It’s all in the timing

A bloke on the EMLRA forums had a rotor arm and set of points for the 24v distributor (found on the military 2.286 petrol engine) up for sale.  Seemed like a bargain so I snapped them up and this weekend (with a nasty cold) I fitted them to The Duke.

It was easier than I thought.  The components aren’t too fiddly and because it’s a military component everything is twelve times bigger and beefier than it needs to be.  The problem was that there doesn’t seem to be a lot of information on the military distributor available online, so for most of the time I was flying blind!

The Duke’s ignition system on the bench 

The old rotor arm doesn’t look terrible but it’s clearly seen better days. 

Old and new points together.  I’ve already scrubbed the old ones to remove the loose rubbish and they’re pretty badly pitted. 

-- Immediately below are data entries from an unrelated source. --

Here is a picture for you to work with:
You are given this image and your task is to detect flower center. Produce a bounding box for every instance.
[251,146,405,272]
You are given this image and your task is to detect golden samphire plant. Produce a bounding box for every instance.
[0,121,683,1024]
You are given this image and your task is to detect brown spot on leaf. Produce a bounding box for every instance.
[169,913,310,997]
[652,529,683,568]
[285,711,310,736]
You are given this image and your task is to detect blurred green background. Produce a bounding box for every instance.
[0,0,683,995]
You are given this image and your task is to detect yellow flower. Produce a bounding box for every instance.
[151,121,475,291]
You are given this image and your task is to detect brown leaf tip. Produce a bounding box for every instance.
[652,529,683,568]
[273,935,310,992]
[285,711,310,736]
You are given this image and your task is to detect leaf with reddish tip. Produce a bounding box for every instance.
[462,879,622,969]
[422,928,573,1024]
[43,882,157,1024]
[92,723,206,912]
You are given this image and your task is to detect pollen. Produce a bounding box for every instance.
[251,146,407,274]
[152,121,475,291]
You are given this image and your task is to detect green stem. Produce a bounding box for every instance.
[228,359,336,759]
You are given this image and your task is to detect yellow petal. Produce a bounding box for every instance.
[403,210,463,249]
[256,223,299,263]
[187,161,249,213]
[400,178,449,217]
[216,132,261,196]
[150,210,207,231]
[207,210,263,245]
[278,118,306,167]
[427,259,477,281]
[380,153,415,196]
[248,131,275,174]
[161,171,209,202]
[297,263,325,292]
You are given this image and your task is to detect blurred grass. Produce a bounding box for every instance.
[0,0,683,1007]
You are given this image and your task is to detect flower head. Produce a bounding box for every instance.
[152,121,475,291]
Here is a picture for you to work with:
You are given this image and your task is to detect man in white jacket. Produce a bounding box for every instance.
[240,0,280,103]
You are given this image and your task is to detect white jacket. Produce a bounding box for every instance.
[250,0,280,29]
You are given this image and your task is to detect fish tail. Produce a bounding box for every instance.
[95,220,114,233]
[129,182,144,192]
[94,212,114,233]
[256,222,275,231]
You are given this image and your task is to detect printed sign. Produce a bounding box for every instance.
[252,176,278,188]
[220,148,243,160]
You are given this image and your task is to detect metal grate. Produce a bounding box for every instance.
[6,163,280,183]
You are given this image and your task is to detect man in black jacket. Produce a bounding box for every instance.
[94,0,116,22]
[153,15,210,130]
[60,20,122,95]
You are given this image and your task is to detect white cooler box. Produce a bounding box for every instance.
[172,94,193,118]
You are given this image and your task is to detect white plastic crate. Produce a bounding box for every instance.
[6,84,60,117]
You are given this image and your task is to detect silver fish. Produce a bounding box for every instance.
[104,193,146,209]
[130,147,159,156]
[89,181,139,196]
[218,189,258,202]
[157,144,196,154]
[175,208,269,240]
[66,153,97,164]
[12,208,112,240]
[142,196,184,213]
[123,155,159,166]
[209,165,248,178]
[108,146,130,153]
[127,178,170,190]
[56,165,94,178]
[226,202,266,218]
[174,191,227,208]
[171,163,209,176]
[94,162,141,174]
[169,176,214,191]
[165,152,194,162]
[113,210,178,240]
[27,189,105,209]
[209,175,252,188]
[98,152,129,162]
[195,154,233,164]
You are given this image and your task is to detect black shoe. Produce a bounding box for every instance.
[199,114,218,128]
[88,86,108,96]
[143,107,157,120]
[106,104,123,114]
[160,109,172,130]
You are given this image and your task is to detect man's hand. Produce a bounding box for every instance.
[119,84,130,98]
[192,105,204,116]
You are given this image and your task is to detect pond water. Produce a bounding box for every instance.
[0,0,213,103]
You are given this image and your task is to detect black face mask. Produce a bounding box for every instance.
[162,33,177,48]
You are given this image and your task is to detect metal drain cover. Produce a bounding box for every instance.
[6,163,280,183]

The mechanical advance mechanism – one of the things that makes the 24v distributor better than the civilian model, which has a vacuum advance. 

New rotor arm fitted
As I said, there isn’t much information available, so when setting the points gap I resorted to copying the settings for the civilian version – making the maximum gap about 0.4mm – a great excuse to use my feeler gauges for the first time!
Refitting to the engine was a doddle.  The timing needed to be advanced further than usual for smooth running, but things sounded good at idle and under revs.  I did the timing by ear, which is probably bad but has always worked better than using the strobe.  We haven’t been for a test drive yet because I felt like a badgers arse by the time all this was done, but hopefully there’ll be a slight improvement.